2009/02 Hannover



Mündlichen Überprüfung zur Heilpraktikerin Psychotherapie in Hamburg 02/2009

Protokolle der amtsärztlichen Überprüfung für die Erlaubnis der Heilkunde auf dem Gebiet der Psychotherapie in Hamburg

1. Termin 15.4.2008
Der Prüfer stellte mir die folgenden Fragen:
1. Warum brauchen Sie den HP-Schein?
2. Welche Psychotherapiemethoden haben Sie gelernt?
3. Wie sieht Ihre Methode den Entstehungsmechanismus von psychischen Störungen?
4. Wie erklärt Ihre Methode den Unterschied zwischen neurotischen und strukturellen Störungen?
5. Wie gehen Sie nach Ihrer Methode vor, wenn eine Klientin in der Sitzung plötzlich sagt, sie spüre ihren rechten Arm nicht mehr?
6. Wie gehen Sie nach Ihrer Methode weiter vor, wenn die Klientin dann sagt, es werde gar nicht besser, sondern zudem noch anfängt wirr zu reden?
Ab Frage 4 war ich ziemlich unsicher, da ich zuvor noch nie etwas von strukturellen Störungen gehört hatte.

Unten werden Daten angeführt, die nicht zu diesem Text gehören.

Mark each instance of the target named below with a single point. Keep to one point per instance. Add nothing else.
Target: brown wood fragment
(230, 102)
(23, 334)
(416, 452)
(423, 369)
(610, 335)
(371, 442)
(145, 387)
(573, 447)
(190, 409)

Ich nahm an, dass wohl die Persönlichkeitsstörungen gemeint seien und beschrieb sie dem Prüfer, so gut es ging. War dabei jedoch sehr unsicher, ob ich überhaupt richtig liege.
Bei Frage 5 und 6 stand ich etwas auf dem Schlauch, weil in meiner Ausbildung das Vorgehen in solchen Krisen- bzw. Notfallsituationen nie behandelt worden war. Mir fiel also nicht so recht die Antwort ein und als ich zu der letzten Frage nur sagen konnte: „Das ist ein Notfall, da rufe ich den Krankenwagen.“, stellte der Prüfer sein Tonband ab und sagte mir sehr ruhig und freundlich, dass ich leider nicht bestanden hätte. Ich solle noch mal Psychiatrie-Grundwissen lernen und dann könne ich gerne wiederkommen.
Für mich war das Ganze total okay, denn ich hatte tatsächlich das Gefühl noch nicht genug gelernt zu haben, da ich auch vorher nicht genau gewusst hatte, welche Schwerpunkte dieser Prüfer in seiner Überprüfung setzt. Und gerade den richtigen Umgang in Krisen- und Notfallsituationen im Vornherein schon einmal in der Theorie zu durchdenken, fand ich auch sehr vernünftig.
Ich hatte das Gefühl, aufgrund meines Berufs und meiner therapeutischen Ausbildung hatte ich schon einen gewissen Bonus für die Überprüfung.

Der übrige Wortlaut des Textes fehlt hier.